- Zengjia Location in Chongqing
- Coordinates: 29°33′10″N 106°17′57″E﻿ / ﻿29.5529°N 106.2993°E
- Country: People's Republic of China
- Municipality: Chongqing
- District: Shapingba

Area
- • Total: 36.51 km^{2} (14.10 sq mi)

Population
- • Total: 75,200
- • Density: 2,060/km^{2} (5,330/sq mi)

= Zengjia, Chongqing =

Zengjia (曾家镇 (Zēngjiā Zhèn)) is a town of Shapingba district, Chongqing, China. Located in the southwest of the district, the town covers 36.51 km2 with a population of 75.2 thousand. It is bordered by Chenjiaqiao subdistrict to the east, Jiulongpo district to the south, Bicheng subdistrict of Bishan, Chongqing Campus town to the north.

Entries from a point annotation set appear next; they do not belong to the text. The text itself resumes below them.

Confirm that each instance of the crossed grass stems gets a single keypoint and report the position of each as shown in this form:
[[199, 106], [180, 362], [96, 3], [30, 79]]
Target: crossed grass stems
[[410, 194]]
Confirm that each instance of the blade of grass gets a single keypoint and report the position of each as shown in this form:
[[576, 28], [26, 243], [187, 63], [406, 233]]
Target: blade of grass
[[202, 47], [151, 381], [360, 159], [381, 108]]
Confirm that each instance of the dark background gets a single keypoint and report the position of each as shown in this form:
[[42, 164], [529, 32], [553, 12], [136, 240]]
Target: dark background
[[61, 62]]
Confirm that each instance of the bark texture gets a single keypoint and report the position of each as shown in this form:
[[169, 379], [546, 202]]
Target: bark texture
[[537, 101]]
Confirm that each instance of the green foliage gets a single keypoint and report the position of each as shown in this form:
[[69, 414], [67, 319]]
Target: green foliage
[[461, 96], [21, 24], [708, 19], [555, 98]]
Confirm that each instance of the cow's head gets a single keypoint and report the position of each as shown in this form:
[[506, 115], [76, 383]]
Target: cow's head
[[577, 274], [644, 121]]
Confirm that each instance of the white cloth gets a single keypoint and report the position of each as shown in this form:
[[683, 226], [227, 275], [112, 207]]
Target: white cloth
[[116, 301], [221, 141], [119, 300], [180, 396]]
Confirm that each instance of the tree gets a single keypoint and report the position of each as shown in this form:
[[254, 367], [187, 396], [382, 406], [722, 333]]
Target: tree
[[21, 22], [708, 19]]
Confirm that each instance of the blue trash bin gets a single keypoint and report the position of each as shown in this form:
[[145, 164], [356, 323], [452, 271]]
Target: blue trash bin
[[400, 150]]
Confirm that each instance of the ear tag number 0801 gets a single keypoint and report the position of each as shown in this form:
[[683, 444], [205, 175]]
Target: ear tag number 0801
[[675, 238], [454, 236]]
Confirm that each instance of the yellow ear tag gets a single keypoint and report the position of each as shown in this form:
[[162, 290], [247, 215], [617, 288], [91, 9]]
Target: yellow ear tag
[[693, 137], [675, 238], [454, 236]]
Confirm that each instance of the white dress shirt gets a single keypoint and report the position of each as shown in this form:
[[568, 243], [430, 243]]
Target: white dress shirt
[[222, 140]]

Wen Qiang who was the former Master Chieftain of the gang trials and the former deputy police commissioner of Chongqing was born here.

Zengjia was the former administrative division of Ba County, or Baxian (巴县). The county was dissolved in March 1995, the portion of the former Baxian was formed the new Banan district. Just at this time, Zengjia was changed under the jurisdiction of Shapingba.